Aménager, restaurer ou créer une mare

Près de la moitié des mares a disparu en France depuis les années 1950, et la région Occitanie n’est pas épargnée. La disparition massive de ces écosystèmes aquatiques est liée non seulement aux activités humaines, mais également à leur dynamique naturelle : l’accumulation de sédiments et de matière organique ou bien l’envahissement par la végétation conduisent à leur atterrissement/comblement.

Les nombreux services rendus par les mares sont donc diminués : réservoirs de biodiversité, continuités écologiques, approvisionnement d’eau, rôle tampon réduisant le risque d’inondation...

Il est donc essentiel de les entretenir pour sauvegarder ces milieux, la biodiversité qui en dépend, et les bénéfices associés !

Les étapes indispensables permettant d’appréhender l’état de conservation d’une mare, et de proposer des actions de protection ou de restauration associées sont détaillées ci-dessous. Ces actions sont en général réalisées par le propriétaire ou le gestionnaire de la mare, qui peut pour cela faire appel, pour un appui technique (diagnostic, recherche de financements, travaux de restauration, suivis) auprès des acteurs du territoire.
Voir l’annuaire des acteurs

Étapes préalables : connaître la réglementation et prévoir le suivi et l’évaluation des actions

Un recueil des principales démarches réglementaires à respecter a été réalisé, afin de vous permettre de vérifier la conformité de votre projet avec la réglementation liée aux espèces protégées, la Directive cadre sur l’eau, ou encore la réglementation spécifique aux projets de création de mare.
Fiche démarches réglementaires

Le suivi de la biodiversité sur les mares nous permet d’évaluer l’efficacité des actions menées.

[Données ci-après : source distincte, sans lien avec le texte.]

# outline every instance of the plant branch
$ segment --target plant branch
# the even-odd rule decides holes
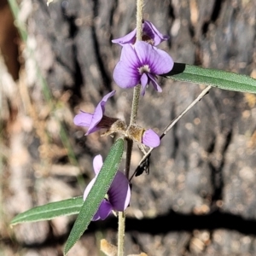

Avant tout travaux de restauration, un diagnostic écologique et fonctionnel est réalisé. Les travaux sont menés en tenant compte des espèces présentes, et un suivi des mares est mis en place sur plusieurs années pour évaluer l’impact de la restauration du milieu sur la biodiversité.

Une fois que le diagnostic faune - flore est réalisé, les actions de protection et de restauration à mettre en œuvre sont proposées et étalonnées en fonction des espèces présentes observées sur la mare. Il en va de même pour la création d’une mare : l’emplacement, la superficie et les caractéristiques de la mare sont définis à partir du diagnostic écologique réalisé sur le site d’accueil, en tenant compte de ses caractéristiques écologiques et des espèces de faune et de flore qu’il abrite déjà. Le creusement de la mare à proprement parlé intervient donc après cette étape de préparation importante.

  • Fiche de caractérisation de mare : en cours d’élaboration
  • Protocoles d’inventaires, de suivis et méthode d’évaluation de l’état des mares : en cours d’élaboration
Suivi odonates avant travaux © FRC Occitanie

Conduite des travaux

Les travaux de création ou de restauration de la mare sont réalisés par le maître d’œuvre (propriétaire, gestionnaire ou sous-traitant), qui peut être accompagné par un assistant à maîtrise d’ouvrage expert en écologie.
Cet accompagnement permet au maître d’œuvre de disposer d’éléments techniques précis et de conseils adaptés dans la réalisation de ces travaux. Cet accompagnement peut être réalisé par l’un des membres du Comité Technique du PRAM ou tout acteur local spécialisé (par exemple les structures porteuses de CATZH dans l’ouest de la région Occitanie).

Pour en savoir plus sur les bonnes pratiques lors de travaux sur les mares, consulter les documents élaborés par le PRAM Occitanie.

Fiche Création de mare
Fiche Restauration de mare

Creation de mare Domaine de Lamothe_31 © Iris Lang

Suivi des travaux

Tous travaux de restauration ou de création de mare imposent la réalisation de suivis réguliers du milieu et des populations dans les années qui suivent. Ces suivis, à l’image du diagnostic écologique initial, ont pour objectif d’inventorier et de suivre l’évolution des espèces (apparition, disparition, maintien) en lien avec les travaux réalisés.
En règle générale, il est préconisé de réaliser un suivi annuel durant les 3 premières années suivant la fin de la restauration, puis à 5, 7 et 10 ans, afin d’avoir une analyse la plus objective possible des résultats obtenus. Ces suivis peuvent être réalisés par l’assistant à maîtrise d’ouvrage ayant réalisé l’accompagnement technique durant les travaux.